BU’s Innovator of the Year Uses History to Shape the Future
Photo by Cydney Scott
To help students invent the technology of tomorrow, Selim Ünlü starts with a lesson about the breakthroughs of the past
By Andrew Thurston
Electrical and computer engineer Selim Ünlü’s lab is filled with the future, a hotbed of technological innovation that brims with gadgets. Much of what’s happening sounds like it could’ve been pulled straight out of science fiction: high-resolution subsurface imaging techniques to study the spectroscopy of quantum dots, nanoscale microscopy to examine fluorescent molecules, imaging biosensors for DNA arrays.
And yet one of the first lessons his students get isn’t about the technology and science of tomorrow, or even the present—it’s about the breakthroughs of the past. Ünlü, who has been named Boston University’s 2021 Innovator of the Year, shares with the class a few stories about history’s pioneers and visionaries.
“Science history is extremely important,” says Ünlü, a BU College of Engineering professor of electrical and computer engineering.
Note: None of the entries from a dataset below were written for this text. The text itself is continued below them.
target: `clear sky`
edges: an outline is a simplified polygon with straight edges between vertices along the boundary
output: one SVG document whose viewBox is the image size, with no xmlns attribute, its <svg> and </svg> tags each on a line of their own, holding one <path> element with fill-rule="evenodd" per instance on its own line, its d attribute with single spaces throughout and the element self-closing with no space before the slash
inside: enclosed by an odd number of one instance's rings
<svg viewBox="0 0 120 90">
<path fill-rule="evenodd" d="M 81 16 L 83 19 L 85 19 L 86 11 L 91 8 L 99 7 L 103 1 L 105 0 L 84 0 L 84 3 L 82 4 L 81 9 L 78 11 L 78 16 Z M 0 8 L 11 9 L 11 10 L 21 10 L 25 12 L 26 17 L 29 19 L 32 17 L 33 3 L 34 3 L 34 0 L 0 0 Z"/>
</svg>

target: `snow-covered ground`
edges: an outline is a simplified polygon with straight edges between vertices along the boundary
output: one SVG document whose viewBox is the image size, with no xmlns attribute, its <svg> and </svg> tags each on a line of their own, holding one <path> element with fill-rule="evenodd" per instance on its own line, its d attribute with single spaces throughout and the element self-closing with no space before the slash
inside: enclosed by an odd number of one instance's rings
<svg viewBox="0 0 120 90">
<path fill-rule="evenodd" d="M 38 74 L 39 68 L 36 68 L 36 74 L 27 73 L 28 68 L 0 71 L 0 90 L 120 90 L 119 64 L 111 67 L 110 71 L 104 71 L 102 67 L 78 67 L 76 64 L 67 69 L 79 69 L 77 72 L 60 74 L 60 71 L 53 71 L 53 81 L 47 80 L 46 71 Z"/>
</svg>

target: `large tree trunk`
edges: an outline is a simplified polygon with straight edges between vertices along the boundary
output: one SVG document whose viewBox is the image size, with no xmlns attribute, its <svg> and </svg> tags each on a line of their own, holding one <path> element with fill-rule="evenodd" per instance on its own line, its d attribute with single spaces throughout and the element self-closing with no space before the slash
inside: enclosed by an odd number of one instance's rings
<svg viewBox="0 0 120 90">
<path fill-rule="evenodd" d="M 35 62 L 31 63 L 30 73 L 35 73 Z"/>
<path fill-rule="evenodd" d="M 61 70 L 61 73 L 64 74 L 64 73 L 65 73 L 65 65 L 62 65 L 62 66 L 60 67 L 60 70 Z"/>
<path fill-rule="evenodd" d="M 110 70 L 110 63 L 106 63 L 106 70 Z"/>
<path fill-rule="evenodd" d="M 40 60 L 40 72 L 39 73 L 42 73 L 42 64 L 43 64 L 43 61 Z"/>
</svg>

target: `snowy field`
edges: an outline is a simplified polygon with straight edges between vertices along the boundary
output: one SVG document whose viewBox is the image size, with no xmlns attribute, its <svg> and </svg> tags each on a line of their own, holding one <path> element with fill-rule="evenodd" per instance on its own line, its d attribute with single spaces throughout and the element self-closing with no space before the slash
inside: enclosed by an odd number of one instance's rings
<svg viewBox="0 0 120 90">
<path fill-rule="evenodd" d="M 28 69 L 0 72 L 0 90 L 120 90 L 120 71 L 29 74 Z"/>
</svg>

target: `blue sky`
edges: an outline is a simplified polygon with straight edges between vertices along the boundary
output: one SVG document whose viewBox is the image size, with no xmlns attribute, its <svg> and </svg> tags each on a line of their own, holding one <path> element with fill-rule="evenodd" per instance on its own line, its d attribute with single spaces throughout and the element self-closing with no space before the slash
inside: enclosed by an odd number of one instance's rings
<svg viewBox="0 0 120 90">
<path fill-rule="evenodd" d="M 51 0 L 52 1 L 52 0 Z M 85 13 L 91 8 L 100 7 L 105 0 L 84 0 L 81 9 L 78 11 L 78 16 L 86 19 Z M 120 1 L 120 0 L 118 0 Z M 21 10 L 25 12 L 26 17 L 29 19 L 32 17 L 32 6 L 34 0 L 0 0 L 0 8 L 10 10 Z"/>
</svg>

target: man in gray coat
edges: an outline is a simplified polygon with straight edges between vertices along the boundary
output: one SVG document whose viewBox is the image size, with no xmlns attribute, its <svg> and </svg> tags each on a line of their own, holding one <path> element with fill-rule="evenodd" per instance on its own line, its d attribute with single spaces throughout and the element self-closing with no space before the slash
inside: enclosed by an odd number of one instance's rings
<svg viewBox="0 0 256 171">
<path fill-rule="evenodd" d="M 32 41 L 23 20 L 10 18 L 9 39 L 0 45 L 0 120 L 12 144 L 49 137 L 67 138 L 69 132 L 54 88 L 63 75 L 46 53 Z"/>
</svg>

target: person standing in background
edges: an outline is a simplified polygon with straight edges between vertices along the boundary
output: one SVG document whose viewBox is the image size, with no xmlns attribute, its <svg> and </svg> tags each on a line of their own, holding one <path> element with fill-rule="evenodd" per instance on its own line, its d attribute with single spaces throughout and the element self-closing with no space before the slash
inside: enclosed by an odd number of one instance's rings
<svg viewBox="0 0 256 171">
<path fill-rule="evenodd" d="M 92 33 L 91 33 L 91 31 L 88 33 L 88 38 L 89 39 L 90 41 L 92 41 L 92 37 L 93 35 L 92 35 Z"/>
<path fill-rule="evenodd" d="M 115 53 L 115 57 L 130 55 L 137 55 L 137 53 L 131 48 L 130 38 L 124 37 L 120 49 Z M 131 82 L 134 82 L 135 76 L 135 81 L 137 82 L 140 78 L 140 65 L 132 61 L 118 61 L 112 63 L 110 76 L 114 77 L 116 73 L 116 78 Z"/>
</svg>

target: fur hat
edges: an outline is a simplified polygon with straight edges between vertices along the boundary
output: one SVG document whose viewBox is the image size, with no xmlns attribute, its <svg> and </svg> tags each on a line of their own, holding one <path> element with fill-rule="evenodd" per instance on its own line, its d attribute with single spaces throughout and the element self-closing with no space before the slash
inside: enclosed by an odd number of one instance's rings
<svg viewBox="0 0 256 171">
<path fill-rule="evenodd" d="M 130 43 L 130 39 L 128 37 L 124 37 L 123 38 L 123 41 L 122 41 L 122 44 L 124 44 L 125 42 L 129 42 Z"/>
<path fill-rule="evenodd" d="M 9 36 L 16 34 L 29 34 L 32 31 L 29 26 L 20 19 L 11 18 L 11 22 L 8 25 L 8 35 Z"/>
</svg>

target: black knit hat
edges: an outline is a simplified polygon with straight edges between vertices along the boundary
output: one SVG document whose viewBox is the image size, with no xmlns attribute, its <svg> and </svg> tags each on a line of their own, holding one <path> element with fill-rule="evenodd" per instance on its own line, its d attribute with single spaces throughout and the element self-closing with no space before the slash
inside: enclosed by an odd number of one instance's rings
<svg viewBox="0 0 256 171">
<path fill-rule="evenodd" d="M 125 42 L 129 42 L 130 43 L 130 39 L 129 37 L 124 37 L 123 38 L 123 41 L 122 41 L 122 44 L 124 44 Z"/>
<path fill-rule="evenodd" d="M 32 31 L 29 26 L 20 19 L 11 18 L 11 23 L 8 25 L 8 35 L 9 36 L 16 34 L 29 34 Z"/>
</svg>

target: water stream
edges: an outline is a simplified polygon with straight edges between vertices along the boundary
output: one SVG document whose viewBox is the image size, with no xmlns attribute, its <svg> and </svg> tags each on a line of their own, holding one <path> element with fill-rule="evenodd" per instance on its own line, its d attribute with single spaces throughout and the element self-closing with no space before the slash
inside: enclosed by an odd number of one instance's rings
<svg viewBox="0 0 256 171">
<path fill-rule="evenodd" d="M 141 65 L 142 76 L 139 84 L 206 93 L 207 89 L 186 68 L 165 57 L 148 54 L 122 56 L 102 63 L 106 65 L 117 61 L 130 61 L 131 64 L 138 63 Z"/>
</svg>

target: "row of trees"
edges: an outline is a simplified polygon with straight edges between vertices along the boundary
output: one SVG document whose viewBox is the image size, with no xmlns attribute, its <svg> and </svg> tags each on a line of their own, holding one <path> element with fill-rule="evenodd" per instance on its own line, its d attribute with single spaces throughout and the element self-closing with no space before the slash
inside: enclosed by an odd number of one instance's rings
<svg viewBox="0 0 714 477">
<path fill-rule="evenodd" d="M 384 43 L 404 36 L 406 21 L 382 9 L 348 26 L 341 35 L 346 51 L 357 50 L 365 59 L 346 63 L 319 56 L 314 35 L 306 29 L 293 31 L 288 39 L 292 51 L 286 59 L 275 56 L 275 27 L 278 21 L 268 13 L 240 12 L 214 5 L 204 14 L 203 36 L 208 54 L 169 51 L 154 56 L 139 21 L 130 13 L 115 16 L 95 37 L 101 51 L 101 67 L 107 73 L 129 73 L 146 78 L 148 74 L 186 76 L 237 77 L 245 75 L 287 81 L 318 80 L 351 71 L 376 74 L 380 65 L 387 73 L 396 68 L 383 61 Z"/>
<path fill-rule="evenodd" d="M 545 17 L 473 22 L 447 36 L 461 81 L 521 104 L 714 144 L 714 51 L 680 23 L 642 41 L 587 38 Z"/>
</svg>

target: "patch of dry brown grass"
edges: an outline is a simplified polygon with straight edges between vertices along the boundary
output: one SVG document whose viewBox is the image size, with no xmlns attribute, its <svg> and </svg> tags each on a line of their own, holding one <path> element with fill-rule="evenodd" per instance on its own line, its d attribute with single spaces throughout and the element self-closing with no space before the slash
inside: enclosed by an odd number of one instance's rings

Instead of jumping in to teach sophomores essential engineering rules, like voltage divided by current equals resistance or the diffraction of light around objects, he puts them in the shoes of the people who first calculated those theories—such as American physicist Albert A. Michelson and English mathematician and astronomer George Airy—telling lively tales of how they put names to dazzling new concepts.